The natural improvement of the iron states of patients with genetic iron overload syndrome may be exceptional (2,3). The results of the follow-up study may suggest the mildness of the FPD A in the present case was due to a loss-of-function mutation, R489S (1,467A>C/wt), in the SLC40A1 gene. Another mutation, R489K (1,466G>A/wt) at the same locus as our family, was identified in a large family with FPD A (26). The habitual diet of our family members might have been an additional factor. The proband, a retired paramedic of a general hospital, could not tolerate phlebotomy or an oral iron chelator; thus, the family members had changed to a low-iron diet after the diagnosis of iron disease.

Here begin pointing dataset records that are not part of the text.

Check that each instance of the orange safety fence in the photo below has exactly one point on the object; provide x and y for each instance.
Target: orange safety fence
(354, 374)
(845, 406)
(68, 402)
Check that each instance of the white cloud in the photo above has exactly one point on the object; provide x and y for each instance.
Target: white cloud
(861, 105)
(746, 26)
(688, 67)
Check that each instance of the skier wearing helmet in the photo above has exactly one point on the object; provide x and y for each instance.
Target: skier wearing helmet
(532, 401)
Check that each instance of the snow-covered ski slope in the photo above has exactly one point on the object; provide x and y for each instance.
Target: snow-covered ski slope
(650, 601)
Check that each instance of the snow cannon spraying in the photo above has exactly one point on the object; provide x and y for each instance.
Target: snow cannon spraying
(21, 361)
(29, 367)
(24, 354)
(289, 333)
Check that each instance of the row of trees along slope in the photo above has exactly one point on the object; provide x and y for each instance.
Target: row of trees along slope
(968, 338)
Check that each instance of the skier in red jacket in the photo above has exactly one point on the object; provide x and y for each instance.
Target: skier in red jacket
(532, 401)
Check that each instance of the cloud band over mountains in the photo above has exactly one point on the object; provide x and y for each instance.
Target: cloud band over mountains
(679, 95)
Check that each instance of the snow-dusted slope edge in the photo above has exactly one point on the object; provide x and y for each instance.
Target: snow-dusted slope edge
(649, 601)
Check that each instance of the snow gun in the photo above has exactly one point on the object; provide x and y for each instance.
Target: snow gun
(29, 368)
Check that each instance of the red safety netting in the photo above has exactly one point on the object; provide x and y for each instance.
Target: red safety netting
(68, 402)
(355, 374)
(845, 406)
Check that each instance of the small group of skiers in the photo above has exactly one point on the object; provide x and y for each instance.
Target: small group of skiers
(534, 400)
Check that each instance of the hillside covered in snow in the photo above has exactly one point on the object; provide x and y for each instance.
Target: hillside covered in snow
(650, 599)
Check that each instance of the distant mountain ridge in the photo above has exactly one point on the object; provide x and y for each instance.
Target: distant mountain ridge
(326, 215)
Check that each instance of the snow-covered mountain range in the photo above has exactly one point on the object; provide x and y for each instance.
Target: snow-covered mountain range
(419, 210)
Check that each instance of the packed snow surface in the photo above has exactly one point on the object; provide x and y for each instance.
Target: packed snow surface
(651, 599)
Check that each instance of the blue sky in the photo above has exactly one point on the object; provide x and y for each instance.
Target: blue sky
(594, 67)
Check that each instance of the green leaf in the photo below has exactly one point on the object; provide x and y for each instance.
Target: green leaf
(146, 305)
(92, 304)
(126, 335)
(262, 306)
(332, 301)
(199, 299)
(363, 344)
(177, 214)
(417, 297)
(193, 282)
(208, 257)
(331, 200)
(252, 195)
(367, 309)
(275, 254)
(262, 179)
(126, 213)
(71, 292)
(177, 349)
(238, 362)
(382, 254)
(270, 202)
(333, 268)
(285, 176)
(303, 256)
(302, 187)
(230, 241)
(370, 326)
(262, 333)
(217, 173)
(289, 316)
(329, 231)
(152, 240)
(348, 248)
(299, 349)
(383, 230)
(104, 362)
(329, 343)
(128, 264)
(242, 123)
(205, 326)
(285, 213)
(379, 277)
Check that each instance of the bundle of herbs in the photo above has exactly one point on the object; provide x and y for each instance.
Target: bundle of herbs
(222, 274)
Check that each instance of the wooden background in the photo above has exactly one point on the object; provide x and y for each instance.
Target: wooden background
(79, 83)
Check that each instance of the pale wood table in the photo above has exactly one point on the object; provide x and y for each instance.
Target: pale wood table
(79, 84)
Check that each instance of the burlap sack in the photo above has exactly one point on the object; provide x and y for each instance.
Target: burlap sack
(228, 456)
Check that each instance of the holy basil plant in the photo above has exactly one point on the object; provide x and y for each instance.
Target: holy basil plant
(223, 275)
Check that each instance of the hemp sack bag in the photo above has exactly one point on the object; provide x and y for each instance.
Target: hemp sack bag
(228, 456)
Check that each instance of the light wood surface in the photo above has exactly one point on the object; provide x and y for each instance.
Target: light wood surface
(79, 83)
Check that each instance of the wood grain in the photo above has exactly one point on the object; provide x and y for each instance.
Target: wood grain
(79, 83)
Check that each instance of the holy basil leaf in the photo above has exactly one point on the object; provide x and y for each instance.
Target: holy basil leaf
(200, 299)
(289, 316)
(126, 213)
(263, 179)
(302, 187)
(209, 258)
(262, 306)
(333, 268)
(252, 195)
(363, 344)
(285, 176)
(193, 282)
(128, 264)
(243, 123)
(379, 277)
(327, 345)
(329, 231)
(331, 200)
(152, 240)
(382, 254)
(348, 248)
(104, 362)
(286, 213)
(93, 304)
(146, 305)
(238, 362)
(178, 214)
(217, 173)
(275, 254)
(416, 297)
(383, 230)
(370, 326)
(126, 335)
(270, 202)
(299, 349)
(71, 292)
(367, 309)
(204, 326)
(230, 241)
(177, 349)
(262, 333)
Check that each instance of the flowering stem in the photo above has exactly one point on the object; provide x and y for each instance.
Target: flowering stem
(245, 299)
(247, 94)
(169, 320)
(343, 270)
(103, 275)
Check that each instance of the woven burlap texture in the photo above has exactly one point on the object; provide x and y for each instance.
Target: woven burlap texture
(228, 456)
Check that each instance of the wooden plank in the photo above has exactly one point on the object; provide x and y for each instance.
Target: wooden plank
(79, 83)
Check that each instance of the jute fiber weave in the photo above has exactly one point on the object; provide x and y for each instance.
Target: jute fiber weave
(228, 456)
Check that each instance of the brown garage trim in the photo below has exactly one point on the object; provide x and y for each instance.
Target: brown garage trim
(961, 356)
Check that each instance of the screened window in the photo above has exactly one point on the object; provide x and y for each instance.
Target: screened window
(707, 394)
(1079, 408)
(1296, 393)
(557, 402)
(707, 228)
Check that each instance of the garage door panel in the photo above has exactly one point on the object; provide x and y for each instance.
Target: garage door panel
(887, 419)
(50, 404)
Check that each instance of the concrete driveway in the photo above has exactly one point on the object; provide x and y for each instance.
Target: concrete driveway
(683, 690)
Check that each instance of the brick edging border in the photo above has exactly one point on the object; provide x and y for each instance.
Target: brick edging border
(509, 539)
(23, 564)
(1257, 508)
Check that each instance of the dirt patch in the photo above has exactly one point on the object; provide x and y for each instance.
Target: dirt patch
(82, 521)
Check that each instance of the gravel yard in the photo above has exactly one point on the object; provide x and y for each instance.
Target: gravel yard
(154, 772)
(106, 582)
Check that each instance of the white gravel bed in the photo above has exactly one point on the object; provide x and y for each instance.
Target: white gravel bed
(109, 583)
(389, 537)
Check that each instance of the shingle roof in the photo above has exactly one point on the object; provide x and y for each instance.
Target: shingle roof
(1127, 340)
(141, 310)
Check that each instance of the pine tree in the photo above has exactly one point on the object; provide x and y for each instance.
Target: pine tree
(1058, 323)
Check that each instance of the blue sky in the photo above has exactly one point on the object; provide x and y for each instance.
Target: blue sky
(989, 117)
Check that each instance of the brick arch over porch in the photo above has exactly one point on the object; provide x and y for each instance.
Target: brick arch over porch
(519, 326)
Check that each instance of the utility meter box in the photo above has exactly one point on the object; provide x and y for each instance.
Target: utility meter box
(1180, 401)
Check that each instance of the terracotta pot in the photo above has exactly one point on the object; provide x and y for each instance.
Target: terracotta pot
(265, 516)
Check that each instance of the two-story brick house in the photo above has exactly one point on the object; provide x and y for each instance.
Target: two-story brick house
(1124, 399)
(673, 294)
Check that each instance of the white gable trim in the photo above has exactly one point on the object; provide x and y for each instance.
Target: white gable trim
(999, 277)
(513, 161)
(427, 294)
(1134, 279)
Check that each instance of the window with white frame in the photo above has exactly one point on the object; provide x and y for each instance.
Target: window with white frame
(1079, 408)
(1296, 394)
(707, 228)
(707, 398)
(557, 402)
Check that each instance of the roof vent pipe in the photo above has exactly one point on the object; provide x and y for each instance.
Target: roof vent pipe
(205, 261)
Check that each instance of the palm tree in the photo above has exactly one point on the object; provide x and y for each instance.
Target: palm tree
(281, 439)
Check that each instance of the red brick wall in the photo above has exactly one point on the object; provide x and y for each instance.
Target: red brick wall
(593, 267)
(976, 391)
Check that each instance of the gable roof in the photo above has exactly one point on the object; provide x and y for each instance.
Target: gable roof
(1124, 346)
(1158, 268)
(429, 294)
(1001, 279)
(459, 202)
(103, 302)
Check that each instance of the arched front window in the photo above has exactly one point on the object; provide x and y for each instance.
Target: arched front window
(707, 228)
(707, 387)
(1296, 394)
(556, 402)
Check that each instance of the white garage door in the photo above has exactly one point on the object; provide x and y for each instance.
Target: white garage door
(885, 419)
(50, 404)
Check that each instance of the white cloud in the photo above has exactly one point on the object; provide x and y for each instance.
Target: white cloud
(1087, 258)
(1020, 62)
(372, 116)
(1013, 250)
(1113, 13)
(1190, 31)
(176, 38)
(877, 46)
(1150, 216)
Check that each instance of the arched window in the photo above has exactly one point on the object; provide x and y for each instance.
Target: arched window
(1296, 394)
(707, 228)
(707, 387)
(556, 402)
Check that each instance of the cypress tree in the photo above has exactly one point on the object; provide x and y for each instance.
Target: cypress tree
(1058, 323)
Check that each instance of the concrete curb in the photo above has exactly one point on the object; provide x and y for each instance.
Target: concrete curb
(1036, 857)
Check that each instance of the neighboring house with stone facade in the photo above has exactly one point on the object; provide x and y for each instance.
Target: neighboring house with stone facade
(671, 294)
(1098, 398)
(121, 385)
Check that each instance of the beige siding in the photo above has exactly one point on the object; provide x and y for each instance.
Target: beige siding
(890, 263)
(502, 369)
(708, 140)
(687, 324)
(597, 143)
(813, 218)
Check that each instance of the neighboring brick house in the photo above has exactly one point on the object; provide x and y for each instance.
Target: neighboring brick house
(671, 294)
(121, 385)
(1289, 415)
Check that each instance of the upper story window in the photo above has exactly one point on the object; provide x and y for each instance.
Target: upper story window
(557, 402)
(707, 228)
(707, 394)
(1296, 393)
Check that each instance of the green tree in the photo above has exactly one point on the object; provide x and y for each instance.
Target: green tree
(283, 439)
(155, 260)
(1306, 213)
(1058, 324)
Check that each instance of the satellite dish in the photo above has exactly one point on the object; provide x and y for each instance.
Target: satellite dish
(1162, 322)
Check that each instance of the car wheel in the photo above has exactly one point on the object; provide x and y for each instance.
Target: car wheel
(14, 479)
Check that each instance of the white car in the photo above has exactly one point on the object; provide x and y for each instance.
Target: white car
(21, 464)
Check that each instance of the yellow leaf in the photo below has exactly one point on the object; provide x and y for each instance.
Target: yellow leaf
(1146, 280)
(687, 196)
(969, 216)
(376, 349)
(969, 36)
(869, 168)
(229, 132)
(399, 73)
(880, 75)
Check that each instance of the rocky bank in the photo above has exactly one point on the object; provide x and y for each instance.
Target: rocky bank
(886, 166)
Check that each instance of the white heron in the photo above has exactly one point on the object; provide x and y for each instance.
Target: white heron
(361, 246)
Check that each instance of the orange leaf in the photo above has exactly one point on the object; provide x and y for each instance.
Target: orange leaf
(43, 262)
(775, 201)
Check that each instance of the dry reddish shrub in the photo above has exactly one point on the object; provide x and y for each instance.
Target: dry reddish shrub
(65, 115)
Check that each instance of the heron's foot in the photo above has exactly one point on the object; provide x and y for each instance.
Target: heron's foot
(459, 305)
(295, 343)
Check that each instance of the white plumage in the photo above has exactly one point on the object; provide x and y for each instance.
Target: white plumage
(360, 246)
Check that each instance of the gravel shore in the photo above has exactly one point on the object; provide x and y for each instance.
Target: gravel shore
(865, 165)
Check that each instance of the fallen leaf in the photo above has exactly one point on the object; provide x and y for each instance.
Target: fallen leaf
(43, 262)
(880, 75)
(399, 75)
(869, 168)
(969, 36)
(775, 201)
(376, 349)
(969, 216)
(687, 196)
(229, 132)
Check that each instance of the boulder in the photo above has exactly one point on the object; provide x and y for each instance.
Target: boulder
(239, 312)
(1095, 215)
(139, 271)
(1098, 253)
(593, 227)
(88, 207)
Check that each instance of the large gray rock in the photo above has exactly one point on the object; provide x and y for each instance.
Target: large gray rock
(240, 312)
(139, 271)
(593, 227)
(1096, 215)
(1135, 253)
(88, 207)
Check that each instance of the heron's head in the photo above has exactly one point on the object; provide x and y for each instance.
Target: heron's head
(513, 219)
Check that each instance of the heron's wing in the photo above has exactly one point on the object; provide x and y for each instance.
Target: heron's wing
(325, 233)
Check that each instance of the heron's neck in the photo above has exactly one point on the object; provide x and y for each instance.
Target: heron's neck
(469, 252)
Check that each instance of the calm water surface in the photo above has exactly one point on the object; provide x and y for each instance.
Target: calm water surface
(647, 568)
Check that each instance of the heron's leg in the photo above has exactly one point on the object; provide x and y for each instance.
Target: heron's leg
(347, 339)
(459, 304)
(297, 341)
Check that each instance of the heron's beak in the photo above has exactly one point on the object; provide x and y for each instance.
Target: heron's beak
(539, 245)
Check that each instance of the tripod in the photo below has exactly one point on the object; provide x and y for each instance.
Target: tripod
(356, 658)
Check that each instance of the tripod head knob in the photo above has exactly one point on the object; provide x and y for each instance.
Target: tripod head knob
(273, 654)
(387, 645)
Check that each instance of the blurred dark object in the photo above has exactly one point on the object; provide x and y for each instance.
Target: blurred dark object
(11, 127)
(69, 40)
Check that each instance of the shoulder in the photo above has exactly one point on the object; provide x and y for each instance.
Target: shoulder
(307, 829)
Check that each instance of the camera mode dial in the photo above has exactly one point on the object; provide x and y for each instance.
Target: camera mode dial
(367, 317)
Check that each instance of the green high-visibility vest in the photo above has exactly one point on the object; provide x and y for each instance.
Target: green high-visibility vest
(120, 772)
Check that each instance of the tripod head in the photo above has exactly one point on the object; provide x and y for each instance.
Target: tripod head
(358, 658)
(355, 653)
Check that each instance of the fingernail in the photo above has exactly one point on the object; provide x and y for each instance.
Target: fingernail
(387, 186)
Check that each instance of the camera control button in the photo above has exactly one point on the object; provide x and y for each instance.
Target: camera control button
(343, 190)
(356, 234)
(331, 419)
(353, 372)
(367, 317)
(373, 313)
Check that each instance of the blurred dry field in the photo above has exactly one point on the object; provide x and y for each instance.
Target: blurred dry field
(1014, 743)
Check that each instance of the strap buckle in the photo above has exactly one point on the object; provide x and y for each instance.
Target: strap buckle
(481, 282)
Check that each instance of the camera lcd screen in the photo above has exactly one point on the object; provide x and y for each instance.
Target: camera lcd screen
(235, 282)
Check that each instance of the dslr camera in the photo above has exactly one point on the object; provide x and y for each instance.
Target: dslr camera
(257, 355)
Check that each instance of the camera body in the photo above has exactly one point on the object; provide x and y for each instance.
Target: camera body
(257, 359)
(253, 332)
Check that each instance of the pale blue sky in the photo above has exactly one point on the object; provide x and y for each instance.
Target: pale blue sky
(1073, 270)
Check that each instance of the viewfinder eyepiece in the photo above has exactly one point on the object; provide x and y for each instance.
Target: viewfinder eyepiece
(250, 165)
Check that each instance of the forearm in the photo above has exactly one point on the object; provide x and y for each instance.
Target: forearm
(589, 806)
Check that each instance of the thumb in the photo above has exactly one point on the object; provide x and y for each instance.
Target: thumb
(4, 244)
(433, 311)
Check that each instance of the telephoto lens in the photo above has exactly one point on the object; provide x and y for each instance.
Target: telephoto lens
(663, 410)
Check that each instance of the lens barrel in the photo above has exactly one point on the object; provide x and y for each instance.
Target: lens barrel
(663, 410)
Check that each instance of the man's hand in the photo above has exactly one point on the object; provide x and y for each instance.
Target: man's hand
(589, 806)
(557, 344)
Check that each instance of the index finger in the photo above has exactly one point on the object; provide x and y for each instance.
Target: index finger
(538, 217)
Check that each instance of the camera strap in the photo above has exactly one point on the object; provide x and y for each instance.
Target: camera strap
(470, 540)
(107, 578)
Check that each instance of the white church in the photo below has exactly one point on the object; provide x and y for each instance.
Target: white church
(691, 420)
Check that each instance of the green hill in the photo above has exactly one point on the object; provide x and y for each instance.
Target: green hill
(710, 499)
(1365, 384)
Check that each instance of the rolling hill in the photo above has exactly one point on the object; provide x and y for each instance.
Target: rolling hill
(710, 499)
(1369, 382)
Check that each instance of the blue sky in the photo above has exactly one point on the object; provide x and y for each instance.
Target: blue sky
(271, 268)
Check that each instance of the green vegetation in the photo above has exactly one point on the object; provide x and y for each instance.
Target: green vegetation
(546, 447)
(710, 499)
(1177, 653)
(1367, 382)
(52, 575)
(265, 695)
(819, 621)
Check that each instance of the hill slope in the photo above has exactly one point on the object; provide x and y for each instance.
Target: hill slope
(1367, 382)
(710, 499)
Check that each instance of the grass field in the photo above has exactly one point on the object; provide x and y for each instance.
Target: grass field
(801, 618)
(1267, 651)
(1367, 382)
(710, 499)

The body's iron balance may have been positive for the first 49 years of the proband's life and negative in the most recent 10 years, while it might have been positive for the first 81 years of his father's life and negative in the most recent 10 years; the longer period of the positive phase might have resulted in a heavier iron overload in the father. Further cases should be accumulated to confirm the importance of the genetic diagnosis and phenotyping in FPD, and to determine whether some patients with the FPD A who have mild anemia and intolerance to phlebotomy can avoid intensive treatment (11).

In conclusion, the minimal damage to the iron-sensitive organs in our family members suggests that some cases of FPD A may be benign rather than pathological.

The authors state that they have no Conflict of Interest (COI).